Des médecins réclament une action nationale
Dans une tribune publiée début juin, des médecins libéraux, généralistes et spécialistes ont demandé aux pouvoirs publics la mise en place d’un plan national de lutte contre la pollution au cadmium. Ils pointent :
- Une absence de surveillance régulière des teneurs dans les sols et dans les aliments ;
- Une sous-estimation des risques par les autorités sanitaires ;
- Et un défaut d’information du public sur les sources d’exposition.
Le collectif appelle à une révision des politiques agricoles, à une meilleure réglementation des engrais et à des études de biosurveillance plus étendues.
Des données biologiques inquiétantes
L’exposition au cadmium est mesurable dans le corps humain, notamment dans l’urine.

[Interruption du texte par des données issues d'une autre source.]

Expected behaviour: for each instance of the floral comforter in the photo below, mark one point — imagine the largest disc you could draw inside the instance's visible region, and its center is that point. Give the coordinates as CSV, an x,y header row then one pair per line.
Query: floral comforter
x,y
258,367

Des analyses récentes montrent que la quasi-totalité des personnes testées présentent des traces détectables, parfois à des niveaux dépassant les valeurs de référence.
Les enfants, les femmes enceintes et les personnes souffrant d’atteintes rénales sont plus vulnérables aux effets du cadmium, en raison d’une moins bonne capacité d’élimination ou de protection biologique.
Pas de réglementation suffisante à ce jour
L’Union européenne a fixé des teneurs maximales de cadmium dans certains aliments. Toutefois, des experts jugent que ces seuils ne garantissent pas une protection optimale. L’Autorité européenne de sécurité des aliments (EFSA) a d’ailleurs abaissé en 2021 la dose hebdomadaire tolérable de cadmium, estimant que les expositions alimentaires dans plusieurs pays, dont la France, dépassent encore ce seuil.
Pourtant, aucune révision réglementaire majeure n’a été adoptée depuis pour mieux encadrer les teneurs dans les engrais, ni pour systématiser la surveillance des aliments à risque.
Une pollution persistante difficile à éliminer
Le cadmium présente une caractéristique majeure : il ne se dégrade pas dans l’environnement. Une fois dans le sol, il y reste pendant des décennies. Il est absorbé par les plantes et pénètre dans la chaîne alimentaire, sans possibilité de l’éliminer facilement.
Cette pollution dite “diffuse” ne se limite pas à quelques zones industrielles. Elle concerne la quasi-totalité des surfaces agricoles, y compris les zones périurbaines, et peut s’accentuer avec certaines pratiques d’irrigation ou d’épandage.
Quelles solutions possibles ?
La réduction de l’exposition au cadmium passe par une combinaison de mesures à plusieurs niveaux :
- Diversifier les sources d’aliments ;
- Éviter la surconsommation d’aliments très accumulateurs (comme les abats ou certains crustacés) ;
- Ne pas fumer (le tabac est une source directe de cadmium).
Le mot de la fin
Le cadmium ne fait pas de bruit, mais ses effets sont mesurables, documentés et durables. Il incarne les défis d’une pollution environnementale lente, invisible, mais à fort impact sanitaire. L’ensemble des acteurs — scientifiques, agriculteurs, professionnels de santé, institutions — s’accordent à reconnaître l’urgence d’agir, notamment à travers des actions coordonnées de surveillance, de réglementation et d’information.